Look, "healthy virgin brains" are born by tens of millions every year.
Many of them suffer strenuous attempts by parents and teachers to turn
them into "geniuses." Most such attempts fail. If there were any clear
way to increase human abilities en masse and by large amounts, wouldn't
it have been discovered by now?
With the kind indulgence of our moderator (I hope), I'd like to digress
a bit and ask environmentalists what they think about someone like the
mathematician Carl Friedrich Gauss. (Mathematics is somewhat less culture-
bound than music, and so may be a better place to investigate nature/
nurture questions.) Gauss, by his own account, could count before he could
speak. He was the son of a bricklayer, and certainly spent his childhood
in no intellectual hot-house. He grew up to be the greatest mathematician
of his era, and maybe of any era.

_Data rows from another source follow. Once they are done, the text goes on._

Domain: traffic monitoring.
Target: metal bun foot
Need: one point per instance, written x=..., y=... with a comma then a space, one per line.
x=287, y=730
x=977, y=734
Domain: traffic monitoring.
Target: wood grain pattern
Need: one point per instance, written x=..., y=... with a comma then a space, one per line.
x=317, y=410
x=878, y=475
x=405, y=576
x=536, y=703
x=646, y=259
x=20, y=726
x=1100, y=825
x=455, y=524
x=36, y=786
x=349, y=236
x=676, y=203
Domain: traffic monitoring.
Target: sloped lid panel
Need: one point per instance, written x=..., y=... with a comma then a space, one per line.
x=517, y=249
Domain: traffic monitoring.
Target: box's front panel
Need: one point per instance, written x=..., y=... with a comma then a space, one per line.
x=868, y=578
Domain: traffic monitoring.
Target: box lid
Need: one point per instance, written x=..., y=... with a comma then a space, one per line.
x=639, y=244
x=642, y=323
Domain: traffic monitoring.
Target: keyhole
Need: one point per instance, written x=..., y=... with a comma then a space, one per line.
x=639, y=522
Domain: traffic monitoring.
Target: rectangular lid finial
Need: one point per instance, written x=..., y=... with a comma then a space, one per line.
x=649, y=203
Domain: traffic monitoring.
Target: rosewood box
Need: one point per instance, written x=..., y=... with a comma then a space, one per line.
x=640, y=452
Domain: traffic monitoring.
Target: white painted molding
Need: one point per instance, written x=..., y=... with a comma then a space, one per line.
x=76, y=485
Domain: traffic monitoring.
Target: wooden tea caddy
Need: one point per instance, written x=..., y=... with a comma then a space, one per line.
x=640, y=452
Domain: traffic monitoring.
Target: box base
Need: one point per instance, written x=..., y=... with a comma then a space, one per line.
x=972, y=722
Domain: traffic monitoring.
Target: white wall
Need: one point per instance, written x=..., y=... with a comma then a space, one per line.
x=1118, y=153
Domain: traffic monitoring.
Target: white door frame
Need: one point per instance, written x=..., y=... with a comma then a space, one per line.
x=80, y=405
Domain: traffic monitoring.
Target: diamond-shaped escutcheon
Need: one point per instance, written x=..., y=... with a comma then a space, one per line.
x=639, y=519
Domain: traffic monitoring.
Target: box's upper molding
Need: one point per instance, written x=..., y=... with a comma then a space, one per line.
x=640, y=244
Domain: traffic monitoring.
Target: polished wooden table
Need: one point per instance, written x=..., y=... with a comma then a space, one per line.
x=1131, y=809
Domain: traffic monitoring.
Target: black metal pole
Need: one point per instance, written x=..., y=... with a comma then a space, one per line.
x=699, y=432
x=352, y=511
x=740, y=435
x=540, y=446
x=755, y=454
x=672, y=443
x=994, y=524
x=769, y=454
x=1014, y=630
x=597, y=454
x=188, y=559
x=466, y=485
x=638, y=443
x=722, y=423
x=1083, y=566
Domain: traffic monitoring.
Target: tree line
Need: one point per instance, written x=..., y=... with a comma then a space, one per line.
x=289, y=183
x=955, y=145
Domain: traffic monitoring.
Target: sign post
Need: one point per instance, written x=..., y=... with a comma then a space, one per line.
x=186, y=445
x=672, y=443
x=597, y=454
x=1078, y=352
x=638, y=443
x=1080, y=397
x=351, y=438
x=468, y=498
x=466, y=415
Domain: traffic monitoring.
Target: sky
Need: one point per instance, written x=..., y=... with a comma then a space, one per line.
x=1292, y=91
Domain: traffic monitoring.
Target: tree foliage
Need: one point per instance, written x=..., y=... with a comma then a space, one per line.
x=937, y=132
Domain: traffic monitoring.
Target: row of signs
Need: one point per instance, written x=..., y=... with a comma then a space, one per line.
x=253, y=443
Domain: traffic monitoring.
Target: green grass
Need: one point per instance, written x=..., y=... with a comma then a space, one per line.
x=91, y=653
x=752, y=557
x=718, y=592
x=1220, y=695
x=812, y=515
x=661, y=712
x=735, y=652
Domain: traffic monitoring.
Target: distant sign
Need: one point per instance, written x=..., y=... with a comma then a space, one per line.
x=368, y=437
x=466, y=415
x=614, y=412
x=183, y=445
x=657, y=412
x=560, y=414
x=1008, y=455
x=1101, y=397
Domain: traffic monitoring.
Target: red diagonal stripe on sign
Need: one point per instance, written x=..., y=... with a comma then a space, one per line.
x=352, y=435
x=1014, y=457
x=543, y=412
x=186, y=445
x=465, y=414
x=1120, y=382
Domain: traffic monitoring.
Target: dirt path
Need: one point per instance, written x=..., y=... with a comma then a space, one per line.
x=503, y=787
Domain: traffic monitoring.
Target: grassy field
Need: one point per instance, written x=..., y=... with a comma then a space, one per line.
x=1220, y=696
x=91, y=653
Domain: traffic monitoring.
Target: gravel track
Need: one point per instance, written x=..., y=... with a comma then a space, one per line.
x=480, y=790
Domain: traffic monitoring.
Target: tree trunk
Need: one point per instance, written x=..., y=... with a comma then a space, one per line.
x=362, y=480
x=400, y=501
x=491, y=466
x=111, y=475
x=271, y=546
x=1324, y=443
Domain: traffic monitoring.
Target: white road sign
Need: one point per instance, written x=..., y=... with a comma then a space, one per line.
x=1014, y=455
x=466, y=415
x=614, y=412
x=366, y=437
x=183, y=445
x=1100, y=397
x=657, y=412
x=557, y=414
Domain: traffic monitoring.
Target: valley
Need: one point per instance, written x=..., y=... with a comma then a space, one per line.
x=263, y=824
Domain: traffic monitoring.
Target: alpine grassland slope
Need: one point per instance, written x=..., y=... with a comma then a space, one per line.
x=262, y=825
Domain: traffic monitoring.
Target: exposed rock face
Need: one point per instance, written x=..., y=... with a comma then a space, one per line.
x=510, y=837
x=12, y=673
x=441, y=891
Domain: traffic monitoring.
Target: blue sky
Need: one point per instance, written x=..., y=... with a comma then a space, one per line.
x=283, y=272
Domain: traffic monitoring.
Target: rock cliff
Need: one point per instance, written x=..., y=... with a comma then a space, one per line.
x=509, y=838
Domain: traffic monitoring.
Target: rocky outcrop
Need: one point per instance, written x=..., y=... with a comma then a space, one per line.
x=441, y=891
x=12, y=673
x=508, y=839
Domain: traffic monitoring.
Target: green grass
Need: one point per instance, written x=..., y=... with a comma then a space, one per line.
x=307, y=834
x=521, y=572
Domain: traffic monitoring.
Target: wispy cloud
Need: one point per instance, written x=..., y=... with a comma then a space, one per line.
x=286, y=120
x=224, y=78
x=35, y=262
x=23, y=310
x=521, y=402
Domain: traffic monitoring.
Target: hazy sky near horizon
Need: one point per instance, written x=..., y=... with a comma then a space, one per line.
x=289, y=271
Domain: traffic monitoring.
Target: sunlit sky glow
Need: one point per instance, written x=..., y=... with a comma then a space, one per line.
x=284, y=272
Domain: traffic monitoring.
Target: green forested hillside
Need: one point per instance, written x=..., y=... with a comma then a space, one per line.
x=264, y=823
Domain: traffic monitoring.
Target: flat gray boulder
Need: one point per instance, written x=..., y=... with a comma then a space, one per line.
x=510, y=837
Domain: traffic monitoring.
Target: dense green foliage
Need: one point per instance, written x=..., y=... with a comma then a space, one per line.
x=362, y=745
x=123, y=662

And what about someone like Srinivasa
Ramanujan? He was largely self-taught, and lived in colonial India in
nearly total isolation until he was twenty-five. When he finally managed
to get to Cambridge, he was regarded by his sponsors, themselves among the
strongest intellects of the day, as a demigod.
Anyone who believes that talent is purely a matter of nurture must believe
that there was *something* in the childhoods of those two men that was
(i) So subtle that no one has the faintest idea what it may have been,
(ii) So powerful that it produced effects that made them seem almost
superhuman.
Nature, or nurture? Apply Occam's razor!